Окружной начальник как и всякий начальник, любит, чтобы его хорошо принимали в уезде, а начальник уезда, как и подобные ему, стремится к тому, чтобы угодить начальству, и поэтому он, кроме прочих церемоний, устроил ужин и пригласил на него несколько видных граждан города из тех, кого называют в газетах «цветом общества», и своих чиновников, то есть двух писарей и Петрония Евремовича, как самого старого практиканта. Петроний таял от небывалого счастья, хотя его и одолевали заботы. Его все время мучила мысль: как он будет ужинать с господином начальником, вдруг он уронит вилку или опрокинет стул, или, может быть, нужно будет что-нибудь сказать, а он будет молчать, или, наоборот, нужно будет молчать, а он что-нибудь ляпнет.

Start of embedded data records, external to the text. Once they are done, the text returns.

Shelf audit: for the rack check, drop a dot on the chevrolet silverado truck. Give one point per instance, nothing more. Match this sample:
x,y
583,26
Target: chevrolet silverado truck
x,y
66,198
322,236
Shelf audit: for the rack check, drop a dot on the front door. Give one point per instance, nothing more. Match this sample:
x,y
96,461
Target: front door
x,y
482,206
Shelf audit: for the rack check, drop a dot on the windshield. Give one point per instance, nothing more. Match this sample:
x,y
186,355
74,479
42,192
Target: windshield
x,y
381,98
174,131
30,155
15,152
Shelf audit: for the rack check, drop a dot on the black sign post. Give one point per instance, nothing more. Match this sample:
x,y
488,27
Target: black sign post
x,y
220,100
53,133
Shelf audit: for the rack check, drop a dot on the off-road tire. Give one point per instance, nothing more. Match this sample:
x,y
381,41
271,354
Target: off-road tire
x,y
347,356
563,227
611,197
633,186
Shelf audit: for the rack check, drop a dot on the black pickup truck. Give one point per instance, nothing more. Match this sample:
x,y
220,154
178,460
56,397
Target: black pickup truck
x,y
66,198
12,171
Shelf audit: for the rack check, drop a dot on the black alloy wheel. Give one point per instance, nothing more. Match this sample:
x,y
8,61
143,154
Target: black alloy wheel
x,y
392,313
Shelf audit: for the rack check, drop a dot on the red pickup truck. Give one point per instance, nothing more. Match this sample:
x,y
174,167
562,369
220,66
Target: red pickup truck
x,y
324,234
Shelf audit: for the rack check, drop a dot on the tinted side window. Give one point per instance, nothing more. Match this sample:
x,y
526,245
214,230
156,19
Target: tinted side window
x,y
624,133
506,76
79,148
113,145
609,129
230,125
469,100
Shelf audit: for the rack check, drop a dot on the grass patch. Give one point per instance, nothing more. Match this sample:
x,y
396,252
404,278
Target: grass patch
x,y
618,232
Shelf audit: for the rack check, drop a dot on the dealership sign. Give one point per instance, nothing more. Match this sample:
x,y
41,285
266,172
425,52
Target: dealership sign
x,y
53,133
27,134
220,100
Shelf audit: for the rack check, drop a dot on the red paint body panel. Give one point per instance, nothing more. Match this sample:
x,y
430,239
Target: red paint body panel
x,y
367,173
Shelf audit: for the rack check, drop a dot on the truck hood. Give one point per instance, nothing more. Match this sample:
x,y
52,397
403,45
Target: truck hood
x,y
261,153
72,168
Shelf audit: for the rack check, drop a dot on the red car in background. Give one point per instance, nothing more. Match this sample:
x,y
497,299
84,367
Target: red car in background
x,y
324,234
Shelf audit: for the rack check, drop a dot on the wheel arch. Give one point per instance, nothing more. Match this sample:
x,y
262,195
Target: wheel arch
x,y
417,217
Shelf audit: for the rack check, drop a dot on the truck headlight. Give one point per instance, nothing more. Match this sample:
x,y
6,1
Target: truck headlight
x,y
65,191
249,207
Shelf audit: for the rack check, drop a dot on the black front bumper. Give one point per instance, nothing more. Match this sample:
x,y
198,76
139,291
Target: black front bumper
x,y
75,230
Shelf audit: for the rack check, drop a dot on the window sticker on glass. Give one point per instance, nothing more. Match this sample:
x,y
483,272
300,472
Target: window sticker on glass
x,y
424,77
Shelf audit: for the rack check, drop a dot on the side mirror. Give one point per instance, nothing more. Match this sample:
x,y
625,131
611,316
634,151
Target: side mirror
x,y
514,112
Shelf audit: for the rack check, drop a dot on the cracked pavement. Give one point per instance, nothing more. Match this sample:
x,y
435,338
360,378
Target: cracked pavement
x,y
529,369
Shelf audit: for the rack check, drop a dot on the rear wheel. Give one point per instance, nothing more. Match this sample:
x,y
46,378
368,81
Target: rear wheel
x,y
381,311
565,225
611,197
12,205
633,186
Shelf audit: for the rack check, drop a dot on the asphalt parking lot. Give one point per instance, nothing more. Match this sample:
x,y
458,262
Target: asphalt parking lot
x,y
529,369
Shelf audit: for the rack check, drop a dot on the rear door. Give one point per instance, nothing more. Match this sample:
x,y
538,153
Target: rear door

Ну, будь что будет! По дороге к начальнику Петроний, сделав вид, что кого-то ищет, зашел в две-три кафаны, где было много народу.
– Прошу вас, садитесь, выпьем стаканчик, – предложил ему газда Васа в первой кафане.
– Спасибо, не могу, боюсь опоздать. Ты же знаешь, сегодня торжественный ужин… там будут господин окружной начальник и другие… и я приглашен, сам понимаешь…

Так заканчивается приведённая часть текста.